The Friends School has locations across the U.S. and boasts graduates such as Chelsea Clinton and Malia and Sasha Obama. Today, the Brooklyn Friends School, which has buildings in three different areas of the borough, has a tuition cost of more than $40,000 a year.

Flores could not reached for comment Thursday. According to one of Redd's attorneys, Irwin Zalkin, the legal team itself has not yet found Flores.

Zalkin began Thursday's news conference by making the point that child sexual abuse "knows no boundaries." It can happen to any child at any place, he said.

Then he described a negligence case centering on claims that the Brooklyn Friends School did nothing to stop the abuse of an 8-year-old Redd in the 1980s. The abuse began, the action alleges, after Flores began showing up at Redd's class and saying that she needed to step out to retrieve a phone call, or that she was needed downstairs.

"Upon information and belief, [Redd's] teachers readily permitted Flores … to remove Plaintiff from classes with no proof to support his justifications that Plaintiff was needed elsewhere," the lawsuit says.

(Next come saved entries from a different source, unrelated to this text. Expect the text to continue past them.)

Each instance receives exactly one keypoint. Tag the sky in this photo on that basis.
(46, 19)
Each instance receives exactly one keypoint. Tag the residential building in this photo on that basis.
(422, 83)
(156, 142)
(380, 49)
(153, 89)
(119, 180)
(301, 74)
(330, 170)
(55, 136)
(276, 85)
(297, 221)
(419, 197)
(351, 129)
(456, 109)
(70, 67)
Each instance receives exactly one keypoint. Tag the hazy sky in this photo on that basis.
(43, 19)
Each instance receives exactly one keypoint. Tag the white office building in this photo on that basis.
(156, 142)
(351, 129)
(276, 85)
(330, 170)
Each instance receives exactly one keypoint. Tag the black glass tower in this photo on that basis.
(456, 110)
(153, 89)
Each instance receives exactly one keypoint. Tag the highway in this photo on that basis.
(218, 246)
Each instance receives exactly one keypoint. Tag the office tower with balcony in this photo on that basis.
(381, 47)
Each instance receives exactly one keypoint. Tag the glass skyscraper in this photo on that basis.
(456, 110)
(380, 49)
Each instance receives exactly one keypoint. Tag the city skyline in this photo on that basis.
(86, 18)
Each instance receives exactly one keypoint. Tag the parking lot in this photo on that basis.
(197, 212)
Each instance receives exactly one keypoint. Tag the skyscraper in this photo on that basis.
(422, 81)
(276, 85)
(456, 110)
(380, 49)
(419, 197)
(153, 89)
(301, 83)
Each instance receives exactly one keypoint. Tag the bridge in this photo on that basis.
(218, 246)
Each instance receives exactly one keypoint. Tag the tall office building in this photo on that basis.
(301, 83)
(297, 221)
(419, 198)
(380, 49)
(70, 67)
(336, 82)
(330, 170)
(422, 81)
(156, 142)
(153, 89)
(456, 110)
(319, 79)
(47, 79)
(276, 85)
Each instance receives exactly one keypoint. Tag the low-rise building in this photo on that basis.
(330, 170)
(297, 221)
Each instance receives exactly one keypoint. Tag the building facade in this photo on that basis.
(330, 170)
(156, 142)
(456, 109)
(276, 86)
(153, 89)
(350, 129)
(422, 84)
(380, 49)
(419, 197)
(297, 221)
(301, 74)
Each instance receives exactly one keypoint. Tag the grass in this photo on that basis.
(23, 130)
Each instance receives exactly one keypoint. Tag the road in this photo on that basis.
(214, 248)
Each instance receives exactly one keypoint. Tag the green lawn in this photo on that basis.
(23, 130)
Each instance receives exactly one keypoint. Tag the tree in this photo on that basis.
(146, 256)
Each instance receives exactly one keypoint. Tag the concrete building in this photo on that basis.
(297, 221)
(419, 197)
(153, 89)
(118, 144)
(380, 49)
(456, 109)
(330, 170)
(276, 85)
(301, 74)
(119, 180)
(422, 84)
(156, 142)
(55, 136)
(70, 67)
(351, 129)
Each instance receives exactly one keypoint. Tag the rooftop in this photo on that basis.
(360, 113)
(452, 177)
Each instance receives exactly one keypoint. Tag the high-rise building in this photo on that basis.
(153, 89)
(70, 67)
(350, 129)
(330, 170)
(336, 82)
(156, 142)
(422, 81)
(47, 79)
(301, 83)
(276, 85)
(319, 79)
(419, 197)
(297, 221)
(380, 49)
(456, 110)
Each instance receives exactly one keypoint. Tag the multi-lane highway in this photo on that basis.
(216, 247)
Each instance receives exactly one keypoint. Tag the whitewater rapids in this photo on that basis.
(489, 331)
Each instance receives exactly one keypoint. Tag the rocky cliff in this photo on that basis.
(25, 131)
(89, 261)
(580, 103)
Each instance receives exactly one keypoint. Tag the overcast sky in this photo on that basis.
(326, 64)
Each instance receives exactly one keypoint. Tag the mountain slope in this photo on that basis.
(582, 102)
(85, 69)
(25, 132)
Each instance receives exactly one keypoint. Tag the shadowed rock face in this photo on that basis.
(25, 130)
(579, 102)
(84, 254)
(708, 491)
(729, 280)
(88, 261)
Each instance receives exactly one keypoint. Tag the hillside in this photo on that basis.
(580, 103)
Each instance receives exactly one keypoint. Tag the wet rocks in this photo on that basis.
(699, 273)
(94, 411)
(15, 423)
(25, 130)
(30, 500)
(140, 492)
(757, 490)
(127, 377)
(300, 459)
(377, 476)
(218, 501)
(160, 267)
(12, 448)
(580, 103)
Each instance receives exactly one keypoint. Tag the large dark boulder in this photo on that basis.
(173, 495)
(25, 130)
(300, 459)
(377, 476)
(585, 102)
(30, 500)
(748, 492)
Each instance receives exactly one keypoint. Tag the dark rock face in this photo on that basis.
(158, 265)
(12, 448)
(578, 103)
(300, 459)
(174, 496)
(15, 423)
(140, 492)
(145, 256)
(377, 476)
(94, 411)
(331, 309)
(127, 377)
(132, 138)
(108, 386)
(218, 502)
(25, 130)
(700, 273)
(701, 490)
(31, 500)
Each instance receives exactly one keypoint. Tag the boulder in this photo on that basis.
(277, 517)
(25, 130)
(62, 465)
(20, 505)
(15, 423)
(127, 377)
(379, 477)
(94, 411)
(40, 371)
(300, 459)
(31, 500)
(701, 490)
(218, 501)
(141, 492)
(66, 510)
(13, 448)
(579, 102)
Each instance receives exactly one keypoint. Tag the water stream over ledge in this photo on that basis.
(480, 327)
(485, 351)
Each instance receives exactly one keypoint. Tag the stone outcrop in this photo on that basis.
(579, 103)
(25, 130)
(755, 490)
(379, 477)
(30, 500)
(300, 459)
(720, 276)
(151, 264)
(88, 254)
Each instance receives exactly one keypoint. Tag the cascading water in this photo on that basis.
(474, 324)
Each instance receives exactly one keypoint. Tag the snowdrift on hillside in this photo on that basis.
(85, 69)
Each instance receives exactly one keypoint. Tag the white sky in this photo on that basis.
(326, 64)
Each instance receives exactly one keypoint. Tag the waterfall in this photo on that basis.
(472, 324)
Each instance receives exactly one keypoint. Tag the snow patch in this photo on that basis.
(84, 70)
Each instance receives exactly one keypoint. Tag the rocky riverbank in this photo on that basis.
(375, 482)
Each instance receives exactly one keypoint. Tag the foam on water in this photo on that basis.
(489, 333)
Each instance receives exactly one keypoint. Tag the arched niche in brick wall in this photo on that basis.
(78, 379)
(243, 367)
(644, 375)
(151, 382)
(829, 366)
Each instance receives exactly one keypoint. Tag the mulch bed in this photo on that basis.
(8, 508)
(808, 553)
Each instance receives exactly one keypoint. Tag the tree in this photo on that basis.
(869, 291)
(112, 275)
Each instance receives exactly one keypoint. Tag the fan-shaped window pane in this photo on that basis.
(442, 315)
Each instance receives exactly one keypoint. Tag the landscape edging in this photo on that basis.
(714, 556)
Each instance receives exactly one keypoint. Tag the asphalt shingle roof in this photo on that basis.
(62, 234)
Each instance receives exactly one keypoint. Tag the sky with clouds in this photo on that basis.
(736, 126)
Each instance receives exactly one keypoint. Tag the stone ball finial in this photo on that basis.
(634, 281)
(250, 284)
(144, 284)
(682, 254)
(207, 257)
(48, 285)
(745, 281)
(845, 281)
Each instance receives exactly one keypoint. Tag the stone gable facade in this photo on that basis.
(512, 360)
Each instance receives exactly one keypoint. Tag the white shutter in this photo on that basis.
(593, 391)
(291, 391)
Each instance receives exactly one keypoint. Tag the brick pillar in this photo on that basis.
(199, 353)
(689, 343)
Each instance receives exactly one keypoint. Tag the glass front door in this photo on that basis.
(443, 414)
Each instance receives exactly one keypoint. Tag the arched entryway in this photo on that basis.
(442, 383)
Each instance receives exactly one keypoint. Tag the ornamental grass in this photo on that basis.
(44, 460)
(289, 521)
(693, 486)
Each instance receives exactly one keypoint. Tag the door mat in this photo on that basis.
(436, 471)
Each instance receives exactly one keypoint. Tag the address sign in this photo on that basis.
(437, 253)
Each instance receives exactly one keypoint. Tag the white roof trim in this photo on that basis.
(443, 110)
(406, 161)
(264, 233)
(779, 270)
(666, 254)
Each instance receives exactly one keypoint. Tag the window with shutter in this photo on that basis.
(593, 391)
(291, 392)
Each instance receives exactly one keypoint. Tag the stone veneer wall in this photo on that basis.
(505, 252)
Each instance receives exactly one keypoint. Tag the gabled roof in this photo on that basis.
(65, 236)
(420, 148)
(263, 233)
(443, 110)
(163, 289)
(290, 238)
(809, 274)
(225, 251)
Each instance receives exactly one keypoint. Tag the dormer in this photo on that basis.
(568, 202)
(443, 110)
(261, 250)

"Between, in or around the first semester of the 1981-82 school year, Flores sexually abused [Redd]," the complaint continues. "The sexual abuse included but was not limited to, Flores openly kissing Plaintiff on school grounds, instructing Plaintiff in how to perform oral sex on Flores, Plaintiff complying with Flores' demands to perform oral sex on Flores, forcible intercourse between Flores and Plaintiff, and Flores raping Plaintiff in a sports closet."

"Plaintiff estimates the abuse occurred over the course of several months," the suit also claims, and it states, "Defendants had the duty to exercise the same degree of care and supervision over the students including Plaintiff under their control as a reasonably prudent parent would have exercised under the same circumstances."

Through tears and sobs, and later, as anger and frustration blew across her face, Redd laid out at the news conference what happened to her. She also talked about how the abuse has damaged her life and well-being.

As she spoke, the reporters in the room fell silent.

"He was a brazen child molester," she said of Flores. And "on each occasion, I was permitted to leave with him" when he would call her from her classroom, she said.

"He would then direct me to sit in the sports closet on the top floor of the school" near the gym, she said.

"I was 8 years old," and "I would sit there in the dark and wait for him to arrive."

Then the adult Redd began to cry, before stopping herself and looking down, and then pushing on.

"The insane nature of what was happening to me was more immense than anyone could imagine," she said, looking out at the room.

"This event changed the course of my life indelibly," she added, describing her anger and fits as an abused child, and talking about how she has seen multiple counselors as an adult as she's tried to heal.

Eventually, while still in the third grade, a teacher stopped Flores from taking her from the class. But nothing more was done, and he'd still coerce her to come to the sports closet on her own and be abused, she said.

Then finally, she said, a different teacher caught Flores in the act, and after that she never saw the custodian at the school again.

Still, said Redd and Zalkin, the janitor to their knowledge was never criminally charged or prosecuted. And Zalkin explained that Redd's mother had been concerned at the time about how a prosecution would affect her daughter's mental health.

Staring solemnly ahead inside the conference room on Thursday, Redd, her eyes puffy from the tears, said, "I cannot express to you the imperativeness of the Child Victims Act. Without it, I would be relegated to suffering in silence."